Den Weißen Wölfen war es mittlerweile gelungen, nach Phinœ auch alle Dörfer und kleineren Städte im Umkreis Thonajs zu erobern und die einstmals feindlichen Milizen in die eigenen Reihen zu integrieren. Bis hinter die inneren Festungsmauern hatten sie das verteidigende æhranische Heer bereits zurückgedrängt und seit einigen Mondphasen hatte dieses keinen Ausfall mehr gewagt. Zu sehr war es damit beschäftigt, die immer stärker aufbegehrenden Bürger innerhalb des Walls im Zaum zu halten. Thonaj war seit dem Spätsommer von der Außenwelt und sämtlichen Handelsrouten abgeschnitten und auch den Nachschub an Kämpfern aus dem Hinterland hatte der zweite Heerführer durch geschickt postierte Trupps, die zu Hilfe eilende Einheiten abfingen und in sinnlose Scharmützel verwickelten, gestoppt. Die Reserven des Handelszentrums näherten sich ihrem Ende und die Bevölkerung darbte zusehends. Immer mehr Krieger gaben ihren Widerstand auf, desertierten und tauschten ihre Waffen gegen Brot, Milch, Fleisch und Wasser ein.

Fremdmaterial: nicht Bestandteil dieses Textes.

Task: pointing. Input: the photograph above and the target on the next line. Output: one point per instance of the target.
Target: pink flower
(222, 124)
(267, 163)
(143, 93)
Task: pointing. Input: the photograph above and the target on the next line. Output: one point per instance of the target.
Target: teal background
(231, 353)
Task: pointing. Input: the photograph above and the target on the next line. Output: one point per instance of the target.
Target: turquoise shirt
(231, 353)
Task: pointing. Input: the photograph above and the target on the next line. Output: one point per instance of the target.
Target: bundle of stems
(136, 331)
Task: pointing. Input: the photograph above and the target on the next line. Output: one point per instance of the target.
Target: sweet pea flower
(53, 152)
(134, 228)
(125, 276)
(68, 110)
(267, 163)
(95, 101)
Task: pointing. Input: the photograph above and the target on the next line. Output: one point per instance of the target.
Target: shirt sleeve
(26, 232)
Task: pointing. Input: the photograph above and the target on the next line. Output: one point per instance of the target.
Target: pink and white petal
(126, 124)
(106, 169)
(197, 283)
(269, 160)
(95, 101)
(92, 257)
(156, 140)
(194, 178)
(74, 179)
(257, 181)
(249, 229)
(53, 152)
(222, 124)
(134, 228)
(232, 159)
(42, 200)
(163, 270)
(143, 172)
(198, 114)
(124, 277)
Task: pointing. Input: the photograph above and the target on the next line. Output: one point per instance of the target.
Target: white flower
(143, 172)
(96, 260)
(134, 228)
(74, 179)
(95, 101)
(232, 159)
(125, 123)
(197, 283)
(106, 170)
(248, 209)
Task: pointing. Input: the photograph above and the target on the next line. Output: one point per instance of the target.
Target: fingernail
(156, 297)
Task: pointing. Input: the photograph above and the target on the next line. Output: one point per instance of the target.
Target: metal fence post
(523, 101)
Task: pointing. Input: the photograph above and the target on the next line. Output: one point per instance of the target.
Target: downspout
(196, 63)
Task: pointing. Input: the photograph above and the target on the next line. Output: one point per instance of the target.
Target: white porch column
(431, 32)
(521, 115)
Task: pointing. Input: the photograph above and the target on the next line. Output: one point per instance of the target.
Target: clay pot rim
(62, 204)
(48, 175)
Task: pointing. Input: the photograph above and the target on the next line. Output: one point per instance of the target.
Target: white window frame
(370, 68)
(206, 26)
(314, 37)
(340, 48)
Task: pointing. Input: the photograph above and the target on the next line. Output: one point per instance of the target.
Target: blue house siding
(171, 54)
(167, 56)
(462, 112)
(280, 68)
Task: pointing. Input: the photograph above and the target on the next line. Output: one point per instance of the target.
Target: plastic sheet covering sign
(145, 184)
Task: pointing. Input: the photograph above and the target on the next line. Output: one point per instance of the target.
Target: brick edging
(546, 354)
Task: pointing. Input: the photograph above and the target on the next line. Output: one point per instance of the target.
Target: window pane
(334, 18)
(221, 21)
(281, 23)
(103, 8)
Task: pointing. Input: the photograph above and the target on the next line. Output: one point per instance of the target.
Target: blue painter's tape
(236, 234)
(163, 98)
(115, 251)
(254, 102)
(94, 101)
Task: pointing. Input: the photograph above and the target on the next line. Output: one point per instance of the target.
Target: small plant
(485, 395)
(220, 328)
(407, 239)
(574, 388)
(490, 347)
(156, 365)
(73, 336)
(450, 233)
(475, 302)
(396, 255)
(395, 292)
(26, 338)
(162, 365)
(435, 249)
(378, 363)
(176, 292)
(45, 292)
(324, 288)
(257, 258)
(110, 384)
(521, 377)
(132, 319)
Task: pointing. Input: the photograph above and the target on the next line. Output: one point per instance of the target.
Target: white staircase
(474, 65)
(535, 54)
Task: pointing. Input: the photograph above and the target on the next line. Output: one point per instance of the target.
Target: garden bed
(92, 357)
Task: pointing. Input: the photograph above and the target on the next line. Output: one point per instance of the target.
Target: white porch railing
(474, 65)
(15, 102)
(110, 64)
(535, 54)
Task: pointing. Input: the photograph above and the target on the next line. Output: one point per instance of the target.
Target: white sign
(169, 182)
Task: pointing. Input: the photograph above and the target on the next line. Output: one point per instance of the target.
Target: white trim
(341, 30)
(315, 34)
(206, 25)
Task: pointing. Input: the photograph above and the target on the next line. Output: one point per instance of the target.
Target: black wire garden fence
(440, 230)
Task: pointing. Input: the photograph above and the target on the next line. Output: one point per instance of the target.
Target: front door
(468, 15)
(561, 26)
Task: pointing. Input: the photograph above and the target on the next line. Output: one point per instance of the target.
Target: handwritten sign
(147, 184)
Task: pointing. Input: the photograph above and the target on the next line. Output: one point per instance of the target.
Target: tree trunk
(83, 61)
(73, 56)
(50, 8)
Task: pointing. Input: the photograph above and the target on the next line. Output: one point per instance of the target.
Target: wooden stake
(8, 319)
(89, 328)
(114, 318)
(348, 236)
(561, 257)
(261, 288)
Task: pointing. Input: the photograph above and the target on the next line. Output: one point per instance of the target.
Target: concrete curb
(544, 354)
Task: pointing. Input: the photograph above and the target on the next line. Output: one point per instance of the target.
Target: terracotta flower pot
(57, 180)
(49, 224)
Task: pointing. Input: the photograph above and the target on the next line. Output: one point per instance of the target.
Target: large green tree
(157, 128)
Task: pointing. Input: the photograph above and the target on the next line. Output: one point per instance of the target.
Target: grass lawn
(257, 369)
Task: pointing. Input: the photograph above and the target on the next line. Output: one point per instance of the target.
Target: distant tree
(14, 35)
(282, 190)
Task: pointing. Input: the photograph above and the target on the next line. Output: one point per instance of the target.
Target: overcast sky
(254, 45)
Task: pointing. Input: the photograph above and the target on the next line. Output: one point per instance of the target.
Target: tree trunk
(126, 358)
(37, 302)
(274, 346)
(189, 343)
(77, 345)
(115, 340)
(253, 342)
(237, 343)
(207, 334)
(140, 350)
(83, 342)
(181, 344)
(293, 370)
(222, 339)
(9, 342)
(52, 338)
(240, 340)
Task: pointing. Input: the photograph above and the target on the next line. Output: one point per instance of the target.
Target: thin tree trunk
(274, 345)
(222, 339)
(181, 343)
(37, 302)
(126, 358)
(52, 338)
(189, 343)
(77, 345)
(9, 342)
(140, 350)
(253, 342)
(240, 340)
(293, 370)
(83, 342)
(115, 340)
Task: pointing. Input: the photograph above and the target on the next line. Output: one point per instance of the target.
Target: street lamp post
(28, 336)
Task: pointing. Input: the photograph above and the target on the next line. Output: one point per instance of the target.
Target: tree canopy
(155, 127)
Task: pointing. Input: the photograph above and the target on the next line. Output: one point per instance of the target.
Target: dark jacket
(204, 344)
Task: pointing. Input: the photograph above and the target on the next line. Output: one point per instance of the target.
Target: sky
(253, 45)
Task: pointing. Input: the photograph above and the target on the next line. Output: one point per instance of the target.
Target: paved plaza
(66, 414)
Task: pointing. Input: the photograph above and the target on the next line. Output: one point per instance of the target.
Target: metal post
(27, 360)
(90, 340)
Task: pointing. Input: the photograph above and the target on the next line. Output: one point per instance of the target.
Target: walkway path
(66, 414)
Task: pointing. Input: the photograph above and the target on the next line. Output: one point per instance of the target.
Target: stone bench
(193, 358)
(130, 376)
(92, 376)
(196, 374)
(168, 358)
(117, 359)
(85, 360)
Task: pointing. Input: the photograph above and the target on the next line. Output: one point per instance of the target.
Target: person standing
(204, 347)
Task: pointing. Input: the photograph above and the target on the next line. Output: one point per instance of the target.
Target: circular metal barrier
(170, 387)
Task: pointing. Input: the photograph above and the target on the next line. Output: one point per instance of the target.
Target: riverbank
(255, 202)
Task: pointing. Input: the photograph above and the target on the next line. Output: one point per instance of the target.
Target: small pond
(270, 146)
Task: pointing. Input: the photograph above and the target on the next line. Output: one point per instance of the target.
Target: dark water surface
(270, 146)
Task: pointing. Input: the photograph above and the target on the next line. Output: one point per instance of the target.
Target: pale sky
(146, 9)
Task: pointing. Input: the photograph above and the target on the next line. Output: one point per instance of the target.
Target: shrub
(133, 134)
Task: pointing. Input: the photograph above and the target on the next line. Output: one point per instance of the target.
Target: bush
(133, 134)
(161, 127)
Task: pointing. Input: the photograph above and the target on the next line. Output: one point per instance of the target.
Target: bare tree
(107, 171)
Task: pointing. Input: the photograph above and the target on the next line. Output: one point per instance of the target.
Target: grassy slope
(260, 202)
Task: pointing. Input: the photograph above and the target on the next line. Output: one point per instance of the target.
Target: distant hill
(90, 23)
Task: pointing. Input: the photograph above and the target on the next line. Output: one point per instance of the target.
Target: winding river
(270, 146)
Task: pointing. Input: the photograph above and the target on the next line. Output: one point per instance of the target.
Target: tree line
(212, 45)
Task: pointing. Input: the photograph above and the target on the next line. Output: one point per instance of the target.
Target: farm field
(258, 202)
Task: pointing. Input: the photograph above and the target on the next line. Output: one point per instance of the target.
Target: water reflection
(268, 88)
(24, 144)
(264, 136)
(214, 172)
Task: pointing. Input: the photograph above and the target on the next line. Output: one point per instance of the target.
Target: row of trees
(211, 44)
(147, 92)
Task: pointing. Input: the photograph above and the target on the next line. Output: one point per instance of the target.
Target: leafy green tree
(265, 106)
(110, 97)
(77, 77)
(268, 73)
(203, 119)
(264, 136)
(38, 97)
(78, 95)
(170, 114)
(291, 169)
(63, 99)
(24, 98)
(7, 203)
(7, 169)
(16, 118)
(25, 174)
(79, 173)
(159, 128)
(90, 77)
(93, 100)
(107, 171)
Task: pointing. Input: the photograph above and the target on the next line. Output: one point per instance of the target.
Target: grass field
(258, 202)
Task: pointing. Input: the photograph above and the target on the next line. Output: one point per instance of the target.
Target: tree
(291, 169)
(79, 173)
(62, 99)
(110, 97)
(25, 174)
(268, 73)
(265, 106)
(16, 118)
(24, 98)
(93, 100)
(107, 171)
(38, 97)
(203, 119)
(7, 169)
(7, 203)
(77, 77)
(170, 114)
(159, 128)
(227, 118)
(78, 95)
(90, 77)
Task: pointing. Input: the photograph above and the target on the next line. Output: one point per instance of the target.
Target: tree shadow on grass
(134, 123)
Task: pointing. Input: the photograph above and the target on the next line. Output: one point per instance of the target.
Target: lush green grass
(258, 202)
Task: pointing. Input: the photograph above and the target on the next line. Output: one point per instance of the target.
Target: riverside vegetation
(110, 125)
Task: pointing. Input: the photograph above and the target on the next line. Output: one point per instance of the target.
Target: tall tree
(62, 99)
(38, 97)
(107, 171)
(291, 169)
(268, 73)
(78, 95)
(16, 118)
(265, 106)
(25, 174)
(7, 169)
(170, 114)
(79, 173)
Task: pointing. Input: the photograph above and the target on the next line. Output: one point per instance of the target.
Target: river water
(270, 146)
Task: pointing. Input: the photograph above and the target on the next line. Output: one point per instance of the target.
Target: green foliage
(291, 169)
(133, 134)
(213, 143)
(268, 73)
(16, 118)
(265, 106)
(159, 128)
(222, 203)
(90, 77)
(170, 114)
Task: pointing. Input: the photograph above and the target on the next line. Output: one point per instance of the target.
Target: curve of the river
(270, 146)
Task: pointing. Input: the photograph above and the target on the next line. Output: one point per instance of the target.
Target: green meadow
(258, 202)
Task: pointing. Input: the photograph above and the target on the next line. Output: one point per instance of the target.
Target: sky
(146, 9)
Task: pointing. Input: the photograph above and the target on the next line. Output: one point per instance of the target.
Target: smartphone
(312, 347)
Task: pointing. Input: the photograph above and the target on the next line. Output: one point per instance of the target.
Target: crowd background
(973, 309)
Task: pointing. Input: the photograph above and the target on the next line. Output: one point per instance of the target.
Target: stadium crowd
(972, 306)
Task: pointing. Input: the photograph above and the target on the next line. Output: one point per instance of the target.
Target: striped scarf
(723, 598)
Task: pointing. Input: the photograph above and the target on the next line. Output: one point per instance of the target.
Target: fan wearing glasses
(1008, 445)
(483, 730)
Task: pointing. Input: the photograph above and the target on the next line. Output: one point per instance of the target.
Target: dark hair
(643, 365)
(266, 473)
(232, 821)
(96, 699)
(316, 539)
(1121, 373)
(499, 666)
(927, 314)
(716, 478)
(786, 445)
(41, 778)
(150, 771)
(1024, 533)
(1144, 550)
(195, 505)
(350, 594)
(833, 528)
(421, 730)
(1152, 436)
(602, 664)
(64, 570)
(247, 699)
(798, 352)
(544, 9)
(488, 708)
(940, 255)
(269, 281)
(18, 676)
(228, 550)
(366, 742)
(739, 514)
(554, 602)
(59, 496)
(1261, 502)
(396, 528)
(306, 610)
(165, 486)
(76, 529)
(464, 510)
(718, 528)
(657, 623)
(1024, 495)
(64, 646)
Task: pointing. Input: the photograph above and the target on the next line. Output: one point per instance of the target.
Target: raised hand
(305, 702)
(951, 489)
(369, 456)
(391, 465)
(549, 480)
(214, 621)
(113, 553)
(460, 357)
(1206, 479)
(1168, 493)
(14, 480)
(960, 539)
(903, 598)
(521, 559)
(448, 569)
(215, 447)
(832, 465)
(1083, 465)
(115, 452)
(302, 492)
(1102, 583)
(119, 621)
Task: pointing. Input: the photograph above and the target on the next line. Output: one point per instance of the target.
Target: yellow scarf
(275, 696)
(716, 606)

Auch diplomatische Verhandlungen fanden nun regelmäßig statt und es war nur noch eine Frage der Zeit, bis die Herrschaft Thonajs dem allseitigen Druck nachgab und die Stadt kapitulierte. Cru Kanîja hatte also allen Grund, ruhig und friedlich zu schlafen.
Doch mitten in dunkelster Nacht schrak er plötzlich schreiend und schweißgebadet aus seinem Lager hoch. Völlig aufgelöst rang er nach Luft. Sein Herz schlug unrhythmisch, holprig und so rasend schnell, als rannte er um sein Leben. Seine Hände hatten sich tief in das Laken gekrallt und seine Brust durchzog ein beißender, stechender Schmerz. Heiße Tränen rannen aus seinen Augenwinkeln und verwandelten sein Sichtfeld in waberndes, dunkles Wasser, das im schwachen Schein einer einzelnen Kerze mit gespenstisch verzerrten Formen durchzogen war.
Nur wenige Augenblicke später stürmte eine Person in sein Zelt und eine vertraute Stimme drang schwach durch den betäubenden Schleier der Angst. Er hörte sie, doch ihre Worte verstand er nicht. Verzweifelt versuchte der Sibulek, sich zu beruhigen, sich aufzurichten oder wenigstens langsamer zu atmen. Ohne Erfolg. Seine Gedanken überschlugen sich ebenso heillos wie sein Herzschlag, doch als er in Schnappatmung verfiel, umschlossen ihn plötzlich zwei Arme und rissen ihn aus seinem Zustand.
„Spoko, Médre. Spoko moy!“, ertönte erneut die vertraute Stimme, die er nun als die seines Schülers erkannte. „Spoko. Tutho beni.“ Mit sanfter, doch fester Stimme wiederholte der beherzte Jüngling die Worte immer und immer wieder. Fast wie ein Wiegenlied.
Eine kleine Ewigkeit hielt sein Adjutant ihn fest, dann gelang es dem aufgewühlten Heermeister allmählich, die tosenden Wogen in seinem Inneren zu glätten. Eine Erklärung für dieses Geschehnis fanden jedoch weder er noch sein Zögling. Er hatte nicht geträumt und es gab auch keine äußeren Einflüsse, die ihn hätten derart ängstigen können. Und doch war er in diesem Moment von nahezu panischer Furcht beseelt gewesen. Eine Erfahrung, die ihn tief erschütterte und bis in heimische Gefilde verfolgen sollte.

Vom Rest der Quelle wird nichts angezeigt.